I whipped past the door and sprinted across the parking lot. The gold Mazda unlocked with a beep. Diving into the driver’s seat, I started the engine. Then, with a silent thank you to my bestie and any other powers that might be, I turned the car back toward the center of the city and hit the gas.
CHAPTERTWENTY-THREE
Madelyn
The hole-in-the-wall cafe on the other side of town smelled of strong coffee beans with an undertone of stale sweat. I stared down at the coffee I’d received from the overly perky teen at the counter and debated whether or not I should actually drink it.
Slade chugged his without any apparent concern about the cleanliness or burning his tongue, and followed it with one of his cinnamon candies. Dexter was eying his mug with a trepidation that looked similar to what I felt.

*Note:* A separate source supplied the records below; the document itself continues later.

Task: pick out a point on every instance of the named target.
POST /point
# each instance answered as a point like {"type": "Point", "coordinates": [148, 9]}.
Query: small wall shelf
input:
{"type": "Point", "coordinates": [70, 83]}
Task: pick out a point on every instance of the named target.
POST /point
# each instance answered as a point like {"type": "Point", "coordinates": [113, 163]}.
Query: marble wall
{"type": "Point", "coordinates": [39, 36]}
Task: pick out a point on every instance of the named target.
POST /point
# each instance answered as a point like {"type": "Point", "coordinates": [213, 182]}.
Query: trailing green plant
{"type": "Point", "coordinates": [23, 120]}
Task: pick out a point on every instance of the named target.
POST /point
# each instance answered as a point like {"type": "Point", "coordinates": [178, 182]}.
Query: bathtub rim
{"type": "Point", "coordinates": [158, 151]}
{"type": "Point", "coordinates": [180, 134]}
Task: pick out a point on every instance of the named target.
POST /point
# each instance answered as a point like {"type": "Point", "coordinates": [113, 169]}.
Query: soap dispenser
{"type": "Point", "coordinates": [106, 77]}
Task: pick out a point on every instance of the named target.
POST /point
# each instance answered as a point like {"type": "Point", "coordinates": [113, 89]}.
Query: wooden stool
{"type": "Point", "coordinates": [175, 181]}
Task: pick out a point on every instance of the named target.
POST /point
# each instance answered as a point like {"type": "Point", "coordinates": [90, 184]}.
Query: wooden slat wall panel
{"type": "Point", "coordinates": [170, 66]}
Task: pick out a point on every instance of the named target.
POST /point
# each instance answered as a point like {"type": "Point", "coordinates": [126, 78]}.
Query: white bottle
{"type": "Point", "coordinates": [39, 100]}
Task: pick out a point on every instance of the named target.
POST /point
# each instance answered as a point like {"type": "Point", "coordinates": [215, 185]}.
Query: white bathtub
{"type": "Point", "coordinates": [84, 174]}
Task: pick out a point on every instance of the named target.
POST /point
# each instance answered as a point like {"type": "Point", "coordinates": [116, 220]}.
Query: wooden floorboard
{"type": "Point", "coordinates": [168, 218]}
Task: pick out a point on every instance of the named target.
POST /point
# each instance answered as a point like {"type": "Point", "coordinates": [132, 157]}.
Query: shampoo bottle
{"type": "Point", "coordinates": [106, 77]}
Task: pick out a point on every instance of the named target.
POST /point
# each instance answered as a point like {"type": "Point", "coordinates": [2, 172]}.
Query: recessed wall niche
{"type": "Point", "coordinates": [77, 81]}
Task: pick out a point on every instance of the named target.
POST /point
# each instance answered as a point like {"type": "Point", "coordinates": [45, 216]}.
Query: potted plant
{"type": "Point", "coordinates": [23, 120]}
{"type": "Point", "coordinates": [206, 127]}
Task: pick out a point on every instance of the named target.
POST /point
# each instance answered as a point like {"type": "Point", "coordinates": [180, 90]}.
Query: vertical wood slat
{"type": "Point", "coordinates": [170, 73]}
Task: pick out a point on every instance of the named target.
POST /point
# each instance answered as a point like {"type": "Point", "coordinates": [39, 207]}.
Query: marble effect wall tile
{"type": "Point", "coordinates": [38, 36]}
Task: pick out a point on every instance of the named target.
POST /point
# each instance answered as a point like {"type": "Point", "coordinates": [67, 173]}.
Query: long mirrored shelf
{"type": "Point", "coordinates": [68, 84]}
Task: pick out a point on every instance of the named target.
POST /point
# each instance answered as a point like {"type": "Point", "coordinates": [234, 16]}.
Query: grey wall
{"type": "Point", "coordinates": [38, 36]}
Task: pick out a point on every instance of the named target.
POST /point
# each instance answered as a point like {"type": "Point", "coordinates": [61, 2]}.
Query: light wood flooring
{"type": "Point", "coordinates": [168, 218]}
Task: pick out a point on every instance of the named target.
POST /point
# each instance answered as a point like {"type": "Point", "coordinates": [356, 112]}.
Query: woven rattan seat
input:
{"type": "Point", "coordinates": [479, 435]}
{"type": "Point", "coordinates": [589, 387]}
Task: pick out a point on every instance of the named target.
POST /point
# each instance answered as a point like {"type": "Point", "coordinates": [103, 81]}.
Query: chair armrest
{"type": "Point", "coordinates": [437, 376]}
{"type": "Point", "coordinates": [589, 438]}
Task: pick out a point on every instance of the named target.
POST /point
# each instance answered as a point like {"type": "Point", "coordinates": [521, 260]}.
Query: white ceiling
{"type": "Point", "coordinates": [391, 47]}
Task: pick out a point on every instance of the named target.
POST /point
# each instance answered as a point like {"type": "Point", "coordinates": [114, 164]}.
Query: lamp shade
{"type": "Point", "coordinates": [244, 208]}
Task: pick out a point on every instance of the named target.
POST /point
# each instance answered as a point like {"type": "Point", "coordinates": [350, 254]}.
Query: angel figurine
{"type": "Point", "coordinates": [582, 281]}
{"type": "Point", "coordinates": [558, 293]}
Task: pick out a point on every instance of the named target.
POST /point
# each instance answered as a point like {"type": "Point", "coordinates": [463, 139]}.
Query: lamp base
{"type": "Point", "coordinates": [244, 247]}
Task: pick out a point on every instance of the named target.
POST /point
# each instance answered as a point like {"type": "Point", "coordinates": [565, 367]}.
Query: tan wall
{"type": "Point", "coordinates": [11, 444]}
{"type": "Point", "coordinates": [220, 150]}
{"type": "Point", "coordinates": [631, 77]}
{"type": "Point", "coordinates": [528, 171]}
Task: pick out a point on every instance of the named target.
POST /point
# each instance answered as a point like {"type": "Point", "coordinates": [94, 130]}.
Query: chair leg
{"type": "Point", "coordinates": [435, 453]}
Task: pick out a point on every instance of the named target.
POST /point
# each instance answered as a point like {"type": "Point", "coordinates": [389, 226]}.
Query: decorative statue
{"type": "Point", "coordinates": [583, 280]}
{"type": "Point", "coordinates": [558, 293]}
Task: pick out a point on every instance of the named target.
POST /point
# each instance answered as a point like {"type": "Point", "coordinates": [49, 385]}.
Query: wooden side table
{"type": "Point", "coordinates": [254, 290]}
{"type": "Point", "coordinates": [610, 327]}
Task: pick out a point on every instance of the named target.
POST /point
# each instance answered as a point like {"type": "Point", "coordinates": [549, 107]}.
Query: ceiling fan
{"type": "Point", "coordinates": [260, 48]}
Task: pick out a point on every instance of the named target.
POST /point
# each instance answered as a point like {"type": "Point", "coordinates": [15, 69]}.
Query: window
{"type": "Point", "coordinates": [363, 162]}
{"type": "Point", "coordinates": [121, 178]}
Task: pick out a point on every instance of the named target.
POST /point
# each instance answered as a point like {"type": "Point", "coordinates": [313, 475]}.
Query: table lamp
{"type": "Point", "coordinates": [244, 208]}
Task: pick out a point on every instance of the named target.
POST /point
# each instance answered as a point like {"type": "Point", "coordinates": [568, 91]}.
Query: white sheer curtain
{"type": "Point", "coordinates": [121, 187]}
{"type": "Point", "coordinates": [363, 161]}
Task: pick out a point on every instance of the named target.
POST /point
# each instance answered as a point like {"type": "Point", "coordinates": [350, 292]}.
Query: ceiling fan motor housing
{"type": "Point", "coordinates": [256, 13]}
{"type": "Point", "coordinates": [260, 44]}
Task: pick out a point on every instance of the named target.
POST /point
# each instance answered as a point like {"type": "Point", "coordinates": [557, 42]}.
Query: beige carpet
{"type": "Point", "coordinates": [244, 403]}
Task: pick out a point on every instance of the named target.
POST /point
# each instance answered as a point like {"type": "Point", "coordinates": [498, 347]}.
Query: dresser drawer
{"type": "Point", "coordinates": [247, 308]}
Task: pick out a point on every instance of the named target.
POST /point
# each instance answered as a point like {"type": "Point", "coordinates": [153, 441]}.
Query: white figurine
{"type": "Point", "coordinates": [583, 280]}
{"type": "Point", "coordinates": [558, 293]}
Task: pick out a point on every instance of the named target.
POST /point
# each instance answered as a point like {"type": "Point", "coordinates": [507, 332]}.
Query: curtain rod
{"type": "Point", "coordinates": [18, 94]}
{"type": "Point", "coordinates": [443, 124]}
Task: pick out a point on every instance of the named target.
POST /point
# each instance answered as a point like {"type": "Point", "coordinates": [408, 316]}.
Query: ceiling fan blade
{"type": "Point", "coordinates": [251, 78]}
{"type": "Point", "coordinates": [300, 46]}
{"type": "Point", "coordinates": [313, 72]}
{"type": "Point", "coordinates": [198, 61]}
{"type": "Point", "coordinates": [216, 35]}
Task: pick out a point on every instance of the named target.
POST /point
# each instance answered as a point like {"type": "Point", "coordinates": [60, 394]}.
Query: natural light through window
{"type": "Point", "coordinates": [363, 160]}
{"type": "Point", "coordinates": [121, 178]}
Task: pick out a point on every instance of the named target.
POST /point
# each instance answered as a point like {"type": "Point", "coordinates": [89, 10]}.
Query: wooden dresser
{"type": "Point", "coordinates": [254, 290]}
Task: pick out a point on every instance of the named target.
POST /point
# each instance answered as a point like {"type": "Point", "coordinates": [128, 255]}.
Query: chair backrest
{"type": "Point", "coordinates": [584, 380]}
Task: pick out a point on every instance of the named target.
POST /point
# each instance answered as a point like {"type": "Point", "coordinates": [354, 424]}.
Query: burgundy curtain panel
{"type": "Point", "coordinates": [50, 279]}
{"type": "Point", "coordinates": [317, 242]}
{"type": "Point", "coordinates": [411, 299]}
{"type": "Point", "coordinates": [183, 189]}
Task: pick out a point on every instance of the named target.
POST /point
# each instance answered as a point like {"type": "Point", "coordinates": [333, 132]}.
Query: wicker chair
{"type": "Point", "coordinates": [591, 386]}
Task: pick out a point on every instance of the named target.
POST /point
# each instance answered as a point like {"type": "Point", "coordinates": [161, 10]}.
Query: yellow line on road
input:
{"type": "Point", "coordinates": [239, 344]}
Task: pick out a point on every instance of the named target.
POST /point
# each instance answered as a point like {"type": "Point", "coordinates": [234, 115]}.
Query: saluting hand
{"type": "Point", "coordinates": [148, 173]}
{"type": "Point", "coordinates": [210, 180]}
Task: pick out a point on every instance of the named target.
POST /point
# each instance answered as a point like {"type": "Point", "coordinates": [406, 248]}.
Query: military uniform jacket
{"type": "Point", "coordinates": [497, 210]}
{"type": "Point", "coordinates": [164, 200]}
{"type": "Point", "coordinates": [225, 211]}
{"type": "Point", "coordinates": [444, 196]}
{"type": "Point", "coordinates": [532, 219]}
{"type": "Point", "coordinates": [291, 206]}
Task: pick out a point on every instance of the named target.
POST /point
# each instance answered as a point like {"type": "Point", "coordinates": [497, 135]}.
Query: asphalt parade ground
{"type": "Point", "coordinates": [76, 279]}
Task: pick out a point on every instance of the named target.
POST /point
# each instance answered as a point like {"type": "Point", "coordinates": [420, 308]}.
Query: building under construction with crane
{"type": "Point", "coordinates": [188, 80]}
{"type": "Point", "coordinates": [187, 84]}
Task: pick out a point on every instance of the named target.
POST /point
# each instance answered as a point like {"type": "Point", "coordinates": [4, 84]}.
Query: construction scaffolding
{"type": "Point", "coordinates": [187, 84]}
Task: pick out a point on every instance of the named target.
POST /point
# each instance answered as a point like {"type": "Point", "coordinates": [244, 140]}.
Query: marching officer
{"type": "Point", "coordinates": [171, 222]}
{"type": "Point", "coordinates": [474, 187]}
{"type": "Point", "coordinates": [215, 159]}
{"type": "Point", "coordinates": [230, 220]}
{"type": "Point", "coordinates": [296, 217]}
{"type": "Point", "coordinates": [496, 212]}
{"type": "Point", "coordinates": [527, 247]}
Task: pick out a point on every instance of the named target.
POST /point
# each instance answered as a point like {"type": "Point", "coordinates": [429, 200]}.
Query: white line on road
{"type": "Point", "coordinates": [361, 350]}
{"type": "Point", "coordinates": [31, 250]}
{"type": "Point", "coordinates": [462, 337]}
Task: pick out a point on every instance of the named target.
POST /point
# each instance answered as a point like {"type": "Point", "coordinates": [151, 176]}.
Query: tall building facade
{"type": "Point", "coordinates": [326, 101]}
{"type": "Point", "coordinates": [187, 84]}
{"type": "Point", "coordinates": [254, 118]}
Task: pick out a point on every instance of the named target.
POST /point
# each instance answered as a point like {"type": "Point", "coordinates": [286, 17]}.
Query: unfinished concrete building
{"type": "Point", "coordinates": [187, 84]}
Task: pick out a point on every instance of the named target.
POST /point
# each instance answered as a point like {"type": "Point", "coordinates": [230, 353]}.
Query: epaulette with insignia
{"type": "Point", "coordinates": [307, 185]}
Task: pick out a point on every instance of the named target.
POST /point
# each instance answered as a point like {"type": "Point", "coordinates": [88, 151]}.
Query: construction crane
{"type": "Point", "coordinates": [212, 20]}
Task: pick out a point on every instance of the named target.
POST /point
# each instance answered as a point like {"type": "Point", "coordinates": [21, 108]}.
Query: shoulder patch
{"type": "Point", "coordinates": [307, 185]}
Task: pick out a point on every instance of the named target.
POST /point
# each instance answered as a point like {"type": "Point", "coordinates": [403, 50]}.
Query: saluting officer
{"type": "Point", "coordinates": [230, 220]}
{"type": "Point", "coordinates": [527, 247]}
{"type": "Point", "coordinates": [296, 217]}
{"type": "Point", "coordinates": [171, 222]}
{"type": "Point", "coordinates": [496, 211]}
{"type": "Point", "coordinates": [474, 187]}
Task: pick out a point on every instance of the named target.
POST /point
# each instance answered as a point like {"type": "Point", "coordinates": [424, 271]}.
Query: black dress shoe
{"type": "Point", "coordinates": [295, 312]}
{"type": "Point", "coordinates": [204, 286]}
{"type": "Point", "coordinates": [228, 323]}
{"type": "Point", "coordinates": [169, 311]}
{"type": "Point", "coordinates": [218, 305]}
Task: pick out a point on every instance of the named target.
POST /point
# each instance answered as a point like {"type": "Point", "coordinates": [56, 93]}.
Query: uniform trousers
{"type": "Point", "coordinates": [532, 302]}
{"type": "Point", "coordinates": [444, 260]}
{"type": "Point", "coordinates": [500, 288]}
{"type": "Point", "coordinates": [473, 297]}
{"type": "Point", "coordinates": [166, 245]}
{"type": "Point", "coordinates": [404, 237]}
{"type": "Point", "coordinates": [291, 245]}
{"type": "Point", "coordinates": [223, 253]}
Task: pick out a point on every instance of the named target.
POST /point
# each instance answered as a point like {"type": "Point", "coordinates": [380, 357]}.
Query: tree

Logan hadn’t even bothered to order. He sat down at the rickety table near the front window, got up again, paced a couple of steps, and then forced himself back into his chair, looking like he wanted to march out there and drag Beckett to the meeting we’d managed to arrange after I’d called the guys.
After I’d gotten away from my mom and best friend’s intervention. Which Slade wasn’t finished heckling me about yet.
He shook his head at me with a teasing tsk of his tongue. “Look at you. Such an addict. Keeping such bad company that your parents had to do an intervention from your own stepbrother, and you came running right back to us the first second you could.”
I rolled my eyes at him. “They probably thought I was on drugs or something.”
“Or that Logan was pimping you out.” Slade cocked his head as if considering that possibility.
“Shut up,” Logan grumbled. “It’s ridiculous.”
“It’s hilarious.”
Dexter made a face. “It does make sense that they’d have been suspicious. Madelyn’s change in behavior must have seemed pretty extreme.”
I sighed. “Well, now we’ll just have to hope that Summer can hold them at bay long enough for us to get what we need.” I’d texted her when I’d left her car to join the guys in an Uber, but I hadn’t had anything else to report to her yet, and she hadn’t replied.
Logan looked as if he might have groused more, but right then the door to the café chimed. Beckett walked in with a glance around the place, wearing his more incognito clothing of jeans and a hoodie. His hair looked unusually rumpled beneath the raised hood.
He was the one who’d suggested this place for the meetup, confident that no cops were likely to cruise by on their regular patrols. I wasn’t sure I wanted to find out how he knew that information so well, but it’d worked out. I still couldn’t believe that the Vigil guys had needed to go on the run from the police in the short time I’d been gone.
He walked over to us as steady as always, but I could see the tension in every movement. I couldn’t help checking him over for injuries as well as I could, but there were no signs of blood on his clothes or pain in his expression.
“What happened?” I said in a hushed voice as soon as he reached our table. “Did you get Doom’s Seed’s people to back off?”